Streata Ioana, Weiner January, Iannaconne Marco, McEwen Gayle, Ciontea Marius Sorin, Olaru Marian, Capparelli Rosanna, Ioana Mihai, Kaufmann Stefan H E, Dorhoi Anca
University of Medicine and Pharmacy of Craiova, Human Genomics Laboratory, 200638 Craiova, Romania.
Max Planck Institute for Infection Biology, 10117 Berlin, Germany.
PLoS One. 2016 Sep 29;11(9):e0163662. doi: 10.1371/journal.pone.0163662. eCollection 2016.
Genetic variants in the CARD9 gene predispose to inflammatory disorders and chronic infectious diseases. Tuberculosis (TB), a chronic infectious disease affecting the lung, is lethal in Card9-deficient mice. We hypothesized that polymorphisms in the CARD9 gene influence TB progression and disease-associated lung damage in humans. We tested genotype distributions of the CARD9 polymorphisms rs4077515, rs10781499 and rs10870077 in TB patients and healthy subjects in a Caucasian cohort. SNPs were in linkage disequilibrium and none of the haplotypes was significantly enriched in the TB group. We determined total and differential leukocyte count, erythrocyte sedimentation rate and plasma abundance of cytokines and chemokines as markers for systemic inflammation and scored chest X-rays to assess lung involvement in TB subjects. Most disease parameters segregated independently of the CARD9 haplotypes.
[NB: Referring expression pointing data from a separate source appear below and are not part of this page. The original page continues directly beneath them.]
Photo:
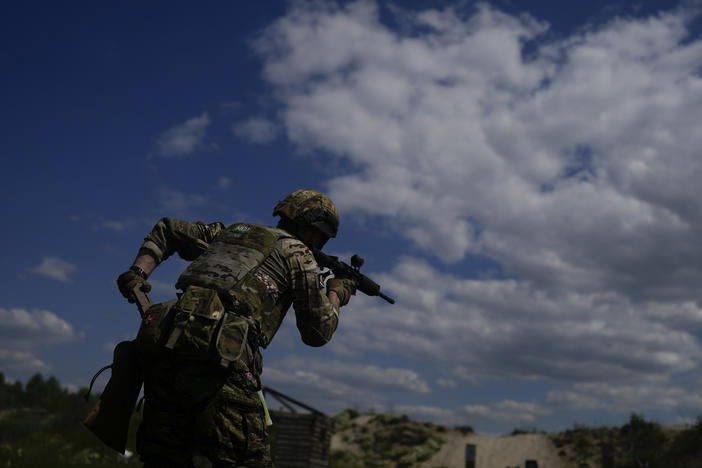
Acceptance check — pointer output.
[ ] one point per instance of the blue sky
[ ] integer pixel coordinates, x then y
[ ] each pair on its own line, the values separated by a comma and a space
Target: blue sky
523, 179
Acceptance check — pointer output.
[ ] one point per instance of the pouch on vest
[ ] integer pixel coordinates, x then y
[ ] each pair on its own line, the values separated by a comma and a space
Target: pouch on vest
196, 318
155, 329
232, 340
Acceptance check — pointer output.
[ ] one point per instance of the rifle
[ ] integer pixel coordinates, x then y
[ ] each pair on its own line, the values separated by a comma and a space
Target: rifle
343, 270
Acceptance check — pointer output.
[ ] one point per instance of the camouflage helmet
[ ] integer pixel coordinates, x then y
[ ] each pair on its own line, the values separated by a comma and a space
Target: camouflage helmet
310, 208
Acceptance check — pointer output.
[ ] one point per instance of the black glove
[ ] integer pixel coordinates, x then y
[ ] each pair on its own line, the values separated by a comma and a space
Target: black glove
128, 280
343, 287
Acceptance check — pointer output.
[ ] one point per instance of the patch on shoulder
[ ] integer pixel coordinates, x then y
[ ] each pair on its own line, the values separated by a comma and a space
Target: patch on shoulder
294, 248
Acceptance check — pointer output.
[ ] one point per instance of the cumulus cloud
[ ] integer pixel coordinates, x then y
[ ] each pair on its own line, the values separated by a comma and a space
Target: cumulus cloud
54, 268
185, 138
256, 130
13, 360
25, 331
573, 163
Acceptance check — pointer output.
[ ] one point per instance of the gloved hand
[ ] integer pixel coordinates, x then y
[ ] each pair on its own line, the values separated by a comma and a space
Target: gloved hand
343, 287
128, 280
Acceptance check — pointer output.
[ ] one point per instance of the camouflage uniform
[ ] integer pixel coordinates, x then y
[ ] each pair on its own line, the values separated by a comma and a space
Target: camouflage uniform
195, 408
In contrast to multifactorial chronic inflammation, selected genetic variants in the CARD9 gene leave host responses apparently unaffected in TB, at least in the population analyzed here.
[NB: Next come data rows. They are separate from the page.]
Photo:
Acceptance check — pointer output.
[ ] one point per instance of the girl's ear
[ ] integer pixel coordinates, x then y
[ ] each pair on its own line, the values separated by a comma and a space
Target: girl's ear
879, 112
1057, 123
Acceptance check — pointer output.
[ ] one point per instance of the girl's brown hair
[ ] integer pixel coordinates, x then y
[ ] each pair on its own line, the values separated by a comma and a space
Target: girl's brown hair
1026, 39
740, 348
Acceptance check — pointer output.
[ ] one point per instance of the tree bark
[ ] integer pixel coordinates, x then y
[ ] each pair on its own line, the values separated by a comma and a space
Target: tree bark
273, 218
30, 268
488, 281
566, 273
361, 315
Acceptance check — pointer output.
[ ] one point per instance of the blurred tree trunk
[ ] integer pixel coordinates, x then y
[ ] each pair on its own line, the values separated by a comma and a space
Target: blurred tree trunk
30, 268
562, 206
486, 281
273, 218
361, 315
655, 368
CARD9基因中的遗传变异易导致炎症性疾病和慢性感染性疾病。肺结核(TB)是一种影响肺部的慢性感染性疾病,在CARD9基因缺陷的小鼠中是致命的。我们推测CARD9基因的多态性会影响人类肺结核的进展以及与疾病相关的肺损伤。我们在一个白种人队列中测试了肺结核患者和健康受试者中CARD9多态性位点rs4077515、rs10781499和rs10870077的基因型分布。这些单核苷酸多态性(SNP)处于连锁不平衡状态,且在肺结核组中没有任何单倍型显著富集。我们测定了白细胞总数和分类计数、红细胞沉降率以及细胞因子和趋化因子的血浆丰度,作为全身炎症的标志物,并对胸部X光片进行评分以评估肺结核患者的肺部受累情况。大多数疾病参数与CARD9单倍型独立分离。与多因素慢性炎症不同,CARD9基因中选定的遗传变异显然不会影响肺结核患者的宿主反应,至少在本文分析的人群中是这样。